Army held off Duke 21-16 to complete an undefeated season when playing at home. Here is the Black Knight’s report card:

Rushing Offense: C+

It was a tougher day than normal for the Black Knights rushing defense. Duke had been good against the run early in 2017, before falling away as they faced some of the best teams the ACC had to offer over the last month or so. The power of those teams and some untimely injuries and knocks in the front seven had meant that Duke was playing a level or two below their best when facing the run over that time period.

Against Army the Duke run defense was much better. The Black Knights rushed for 226 yards on 57 carries with two touchdowns. The volume wasn’t quite there in terms of carries from what Jeff Monken would like, but the Blue Devils did a pretty good job of getting Army off of the field. Ahmad Bradshaw was good without being brilliant. He made a great read on his touchdown run, but in total he rushed for less than 100 yards on 20 carries. The rushing offense did just enough without ever being truly dominant.

Passing Offense: C

Only one pass was thrown by Bradshaw on Saturday and even that went to a slot back. Kell Walker took the reception 42 yards on a catch and run as Army didn’t look to the air because they had built a 21-10 lead that they then tried to protect with the running game. The theory was a simple one as Monken didn’t believe Duke had the firepower to beat his defense if they weren’t given a short field to work with.

Rushing Defense: A

The Army rushing defense has become a reliable and high powered unit over the course of the 2017 season. After successfully shutting down Air Force, the Black Knights front seven then held a very different type of rushing attack to nothing more than scraps on Saturday. The Duke rushing game may have picked up a couple of touchdowns, but every one of their 89 combined yards on 33 carries was hard fought and physical.

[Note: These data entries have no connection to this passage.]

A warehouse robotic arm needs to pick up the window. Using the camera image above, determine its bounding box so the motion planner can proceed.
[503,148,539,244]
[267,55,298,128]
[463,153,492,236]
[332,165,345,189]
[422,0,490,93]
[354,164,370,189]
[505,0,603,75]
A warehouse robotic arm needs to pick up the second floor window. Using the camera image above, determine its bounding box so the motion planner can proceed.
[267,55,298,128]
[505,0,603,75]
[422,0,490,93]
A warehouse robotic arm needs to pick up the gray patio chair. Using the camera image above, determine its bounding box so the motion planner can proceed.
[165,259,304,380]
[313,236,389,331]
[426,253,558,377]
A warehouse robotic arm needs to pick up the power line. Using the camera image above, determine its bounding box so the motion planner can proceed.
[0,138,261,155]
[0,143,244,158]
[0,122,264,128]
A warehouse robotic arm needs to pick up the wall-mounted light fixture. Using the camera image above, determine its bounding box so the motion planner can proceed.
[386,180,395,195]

Shaun Wilson had a nice 22-yard run that dramatically boosted the Blue Devils overall numbers. Quarterback Daniel Jones is something of a dual-threat when at his best, but he was held to little more than one yard per carry as he rushed 19 times for 22 yards. Holding any team to 2.7 yards per rush will put you in position to win.

Passing Defense: A

The Black Knights passing defense was also on point against Duke. Army did not allow a touchdown through the air all day as they swarmed Jones with pressure and covered his receiver downfield. Jones went 19-of-29 for 164 yards with no touchdowns and an interception. The Blue Devils were not able to complete a single pass play of over 20 yards, even though Jones was able to dish the ball around and hit seven different targets. Normally a high amount of distribution like that will free up a receiver for a big play, but the Army coverage was exceptional on Saturday. The defense was also credited with four sacks, with Elijah Riley picking up 1.5 of those on his own.

Special Teams: B-

Army finally found the special teams play we have been craving all year long.

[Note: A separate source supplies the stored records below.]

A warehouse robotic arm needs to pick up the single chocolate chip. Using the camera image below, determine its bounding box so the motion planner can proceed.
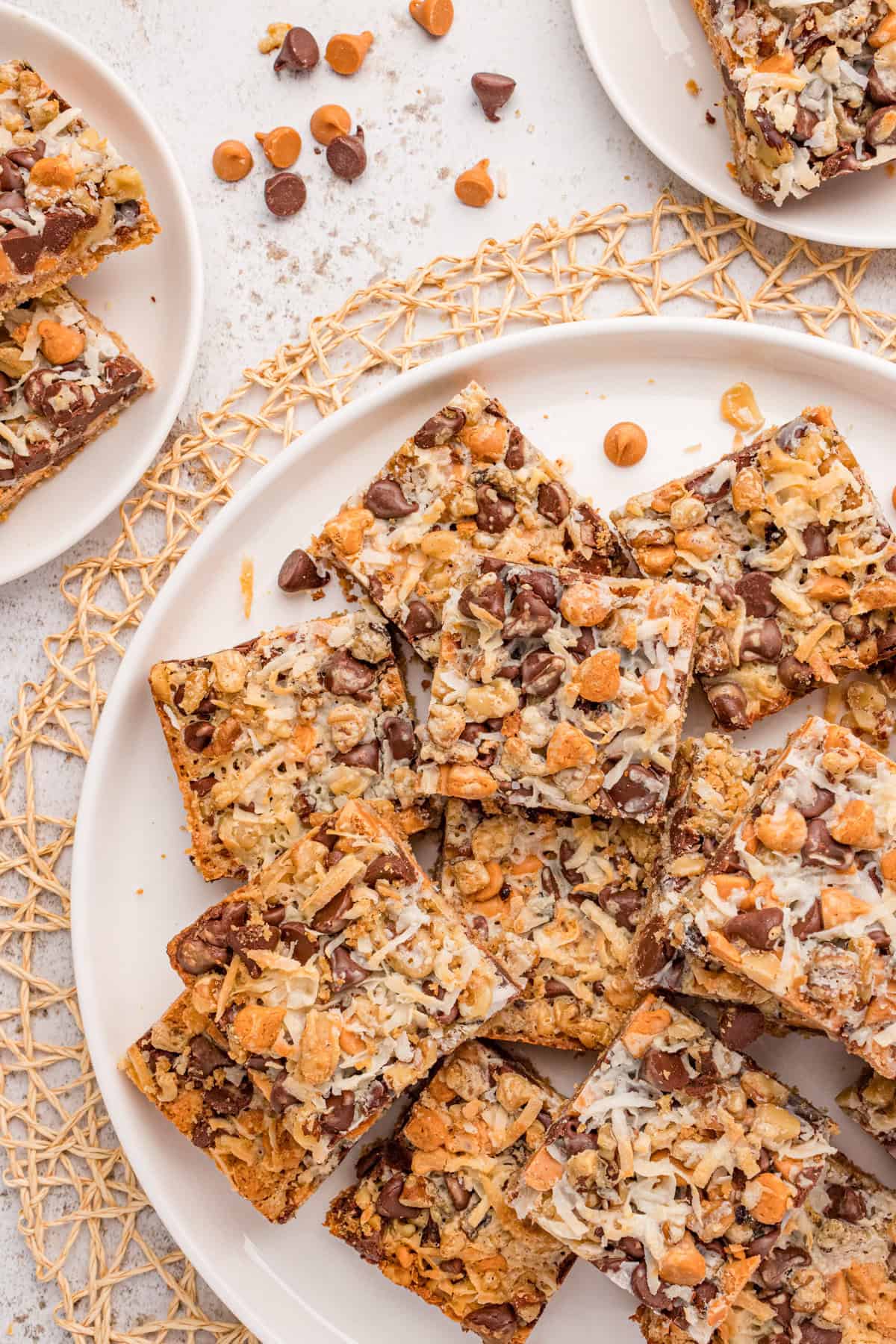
[274,28,321,74]
[719,1007,765,1050]
[324,649,376,695]
[277,547,329,593]
[376,1172,420,1218]
[414,406,466,449]
[329,944,370,989]
[264,172,308,219]
[735,573,780,615]
[184,723,215,753]
[641,1047,691,1092]
[538,481,570,527]
[721,909,785,951]
[403,597,439,640]
[476,485,516,535]
[520,649,563,700]
[503,588,553,640]
[364,476,419,517]
[326,126,367,181]
[470,70,516,121]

The Black Knights second touchdown of the game came directly from a blocked punt by Andy Davidson. Davidson has always been a solid special teams player and his extra effort to get to the punt allowed freshman defensive back Javhari Bourdeau to scoop up the ball on the run and return in 25 yards for an Army score. It was a huge play in the context of the game as although Army was winning, it could be argued that Duke was unlucky to be behind.

The gloss of the special teams’ performance was taken off a little as Army had a field goal that would have sealed the win – or at least pushed the lead to eight points late on – blocked, but even this cannot completely kill the grade after that monumental punt block.

Coaching: A

Nothing bad to say here, as Monken and his team executed the game plan to perfection. The blocked punt was just a huge play as it gave the Black Knights a two-score lead against an offensively challenged opponent with a quarterback low on confidence. Monken must have known going in that a double-digit lead was going to be hard for Duke to run down, so he was very conservative in his offensive play calling, figuring his defense was strong enough to get the job done.